Kathy Daly was running late for our 12 p.m. interview. It was the day after J.P. Morgan Chase acquired Bear Stearns at the fire-sale price of $2 a share, and she'd been calling clients since 6 a.m., soothing nerves already rubbed raw by the previous week's market plunge. Her aim: calming her clients before their concerns could turn to panic.
"I'd rather have them holding my hand than someone else's," says Kathy Daly, an advisor with City Securities in Muncie, Indiana.
Terms like mothering and hand-holding slip easily into the conversation when Daly talks about her clients. This nurturing bent represents the philosophy of one of her early mentors, and reflects the personal passion that drew Daly toward the advisory business in the first place.
In the early 1980s she was a commodities trader, specializing in precious metals. It was a lucrative sector to be in, but the business never sat well with Daly.
"Fear and greed fueled that market," she remembers. Her job was to convince people to buy silver and gold. Without knowing anything about the clients, though, such as their overall financial situation or long-term goals, she was uncomfortable making specific investment recommendations.
"I didn't feel good talking to people about just one element of investing," Daly says.
So she enrolled in night school, studying economics and psychology. She wanted a better understanding of the entire market structure and a better way of communicating with clients about their finances.

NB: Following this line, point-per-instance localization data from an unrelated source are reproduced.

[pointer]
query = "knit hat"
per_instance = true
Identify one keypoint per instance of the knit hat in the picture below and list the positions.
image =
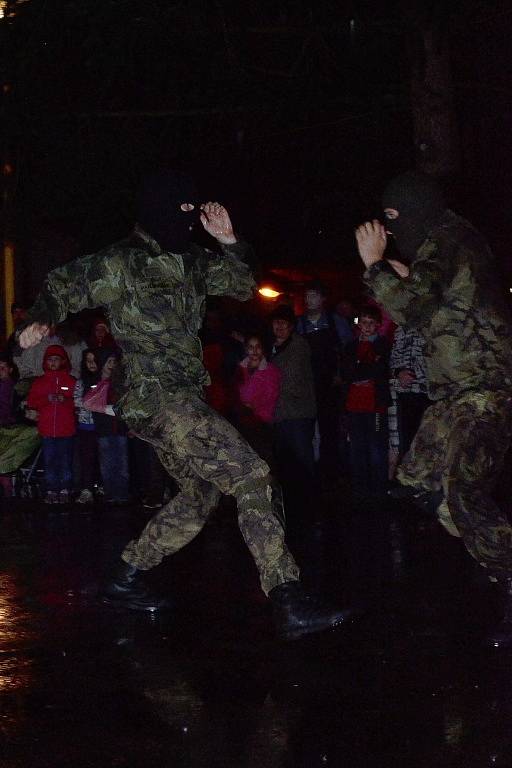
(159, 209)
(420, 204)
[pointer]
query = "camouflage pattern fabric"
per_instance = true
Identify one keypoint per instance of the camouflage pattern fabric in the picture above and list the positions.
(460, 447)
(453, 299)
(155, 302)
(207, 457)
(17, 444)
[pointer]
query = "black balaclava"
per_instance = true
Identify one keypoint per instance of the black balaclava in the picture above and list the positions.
(420, 204)
(159, 213)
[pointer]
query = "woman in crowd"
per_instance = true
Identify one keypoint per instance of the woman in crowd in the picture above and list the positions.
(257, 392)
(111, 430)
(86, 433)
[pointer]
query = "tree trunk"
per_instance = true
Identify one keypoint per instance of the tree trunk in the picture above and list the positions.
(432, 103)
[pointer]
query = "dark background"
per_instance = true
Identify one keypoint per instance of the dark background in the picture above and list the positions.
(293, 114)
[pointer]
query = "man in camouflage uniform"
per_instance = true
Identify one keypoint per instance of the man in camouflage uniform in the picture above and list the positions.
(153, 286)
(448, 293)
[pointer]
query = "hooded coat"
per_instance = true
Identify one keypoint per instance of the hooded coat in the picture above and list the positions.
(56, 419)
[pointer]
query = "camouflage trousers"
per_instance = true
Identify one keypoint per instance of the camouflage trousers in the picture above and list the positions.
(207, 457)
(459, 448)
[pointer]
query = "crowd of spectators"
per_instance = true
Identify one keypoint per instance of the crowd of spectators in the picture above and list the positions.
(49, 397)
(320, 396)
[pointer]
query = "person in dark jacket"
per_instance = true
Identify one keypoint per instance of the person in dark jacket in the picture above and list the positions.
(366, 374)
(51, 395)
(112, 432)
(445, 286)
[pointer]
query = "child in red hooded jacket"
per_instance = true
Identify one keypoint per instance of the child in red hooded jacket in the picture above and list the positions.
(51, 395)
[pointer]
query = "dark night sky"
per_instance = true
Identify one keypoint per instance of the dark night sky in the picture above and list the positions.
(291, 114)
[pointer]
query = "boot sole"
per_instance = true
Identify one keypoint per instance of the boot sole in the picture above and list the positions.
(298, 633)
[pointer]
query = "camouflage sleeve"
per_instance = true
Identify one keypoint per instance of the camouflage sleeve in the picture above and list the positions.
(413, 297)
(230, 273)
(85, 283)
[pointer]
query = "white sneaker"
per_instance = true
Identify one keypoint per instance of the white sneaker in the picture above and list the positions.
(86, 497)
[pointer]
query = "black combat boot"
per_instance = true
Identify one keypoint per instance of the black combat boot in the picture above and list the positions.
(501, 635)
(297, 612)
(126, 589)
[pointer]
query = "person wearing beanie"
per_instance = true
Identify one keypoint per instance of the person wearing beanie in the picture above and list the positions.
(153, 287)
(294, 429)
(51, 395)
(445, 287)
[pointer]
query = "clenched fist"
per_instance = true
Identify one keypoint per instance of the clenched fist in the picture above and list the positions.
(215, 219)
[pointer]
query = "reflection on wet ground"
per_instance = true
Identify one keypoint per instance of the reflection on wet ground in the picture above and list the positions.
(84, 686)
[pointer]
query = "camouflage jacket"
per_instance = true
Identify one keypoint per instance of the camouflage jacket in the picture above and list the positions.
(155, 302)
(452, 297)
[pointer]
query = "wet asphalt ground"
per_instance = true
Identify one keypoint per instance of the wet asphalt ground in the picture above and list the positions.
(207, 685)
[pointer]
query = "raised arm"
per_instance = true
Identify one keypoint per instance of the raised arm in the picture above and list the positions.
(230, 273)
(85, 283)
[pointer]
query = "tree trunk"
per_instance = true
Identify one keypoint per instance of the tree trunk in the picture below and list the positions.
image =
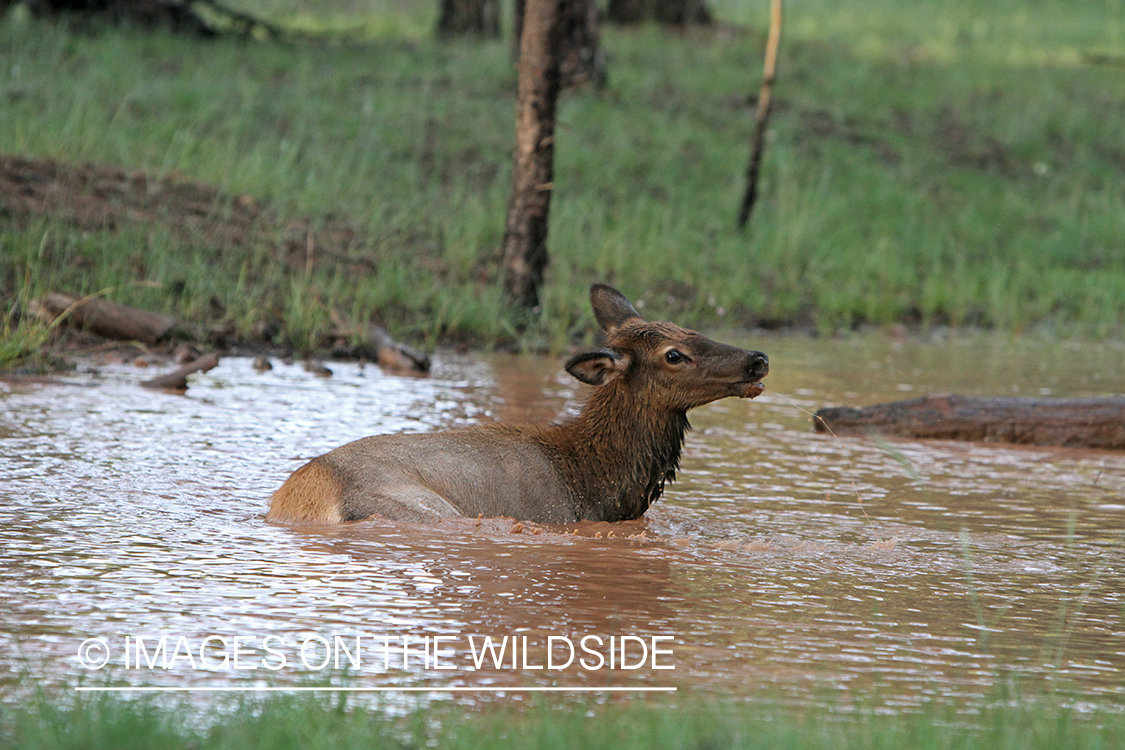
(673, 12)
(765, 99)
(581, 55)
(533, 159)
(1077, 422)
(466, 17)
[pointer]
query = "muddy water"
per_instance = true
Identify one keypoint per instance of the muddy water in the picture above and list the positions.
(781, 562)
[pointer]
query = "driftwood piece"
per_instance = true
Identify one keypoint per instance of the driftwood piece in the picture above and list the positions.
(105, 318)
(1076, 422)
(378, 345)
(178, 380)
(395, 355)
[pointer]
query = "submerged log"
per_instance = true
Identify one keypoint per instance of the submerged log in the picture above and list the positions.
(1074, 422)
(105, 318)
(178, 380)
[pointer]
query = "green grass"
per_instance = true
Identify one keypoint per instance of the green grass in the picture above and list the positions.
(329, 722)
(946, 162)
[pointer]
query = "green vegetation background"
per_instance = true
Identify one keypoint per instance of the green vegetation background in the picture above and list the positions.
(939, 162)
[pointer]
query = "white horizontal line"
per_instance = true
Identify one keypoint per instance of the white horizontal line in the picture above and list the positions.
(374, 689)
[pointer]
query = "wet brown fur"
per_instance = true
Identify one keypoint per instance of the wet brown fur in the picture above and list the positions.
(610, 462)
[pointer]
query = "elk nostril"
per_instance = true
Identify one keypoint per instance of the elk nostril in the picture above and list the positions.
(759, 364)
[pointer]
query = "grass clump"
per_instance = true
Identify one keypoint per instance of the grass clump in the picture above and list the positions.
(325, 722)
(946, 162)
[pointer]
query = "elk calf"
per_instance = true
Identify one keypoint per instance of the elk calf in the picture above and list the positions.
(610, 462)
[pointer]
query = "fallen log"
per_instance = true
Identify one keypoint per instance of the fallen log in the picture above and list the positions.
(375, 343)
(105, 318)
(178, 380)
(395, 355)
(1076, 422)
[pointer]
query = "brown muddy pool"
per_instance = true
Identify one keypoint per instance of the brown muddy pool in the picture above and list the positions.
(782, 562)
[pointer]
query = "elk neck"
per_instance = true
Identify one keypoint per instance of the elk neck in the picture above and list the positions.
(617, 454)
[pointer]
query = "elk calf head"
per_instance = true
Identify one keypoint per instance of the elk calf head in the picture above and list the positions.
(667, 368)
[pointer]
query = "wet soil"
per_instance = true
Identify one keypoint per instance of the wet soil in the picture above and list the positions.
(105, 198)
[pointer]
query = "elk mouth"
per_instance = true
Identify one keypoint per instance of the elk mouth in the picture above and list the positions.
(757, 368)
(750, 389)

"I called it, 'How to play the market and keep your mind,'" she laughs.
Once armed with a more comprehensive knowledge of the investment markets, Daly considered two career paths--banking and brokerage. Back then banks could only talk to clients about banking products, and she wanted to offer clients a more inclusive investment plan, so she interviewed with two area brokerage firms.
The bigger firm wasn't interested in Daly because she didn't have a book to bring with her, but a small regional brokerage, K.J. Brown and Co., was willing to gamble on a woman broker in 1985--primarily because the owner's daughter was already working there.
"That was a time when there weren't a lot of women in this business, but [Kenneth J. Brown Jr.] believed that I could do it," she says. Under Brown's tutelage, she learned the importance of understanding every aspect of each investment product so that she could tailor portfolios to clients' individual needs. It was Brown's daughter Kim, who set the standard for a nurturing client relationship--a standard that Daly still follows today.
"She mothered her clients to death, and I loved that philosophy," she says. "The more you take care of people, the better you can service them."
That pretty much sums up Daly's entire business plan. For more than 20 years, Daly has comfortably assumed the role of friend, teacher, mentor, and advisor for all of her clients. She goes to birthday parties and graduations. When clients are too old to come to her, she goes to them. And when their children or grandchildren need advice, she's there for them as well.
When kids she watched grow up land their first jobs, she encourages them to bring their 401(k) package to her. She'll go over the entire plan with them, researching the investment options and offering advice. If a client's son or granddaughter gets married, she sits down with the new couple to talk about budgeting and financial planning. But she won't get paid on the 401(k) assets, and she'll probably recommend that the young couple start their savings program with a bank account instead of investing with her. She's not worried about commissions.
"I was paid in the past," she says. "And I promised Johnny's great-grandma that I would watch over him."
More importantly, she can start at the beginning with the new generation and help them build their wealth and achieve their personal successes."It's great to have the big accounts, but teaching people how to save and how to invest is why I do my job," she says.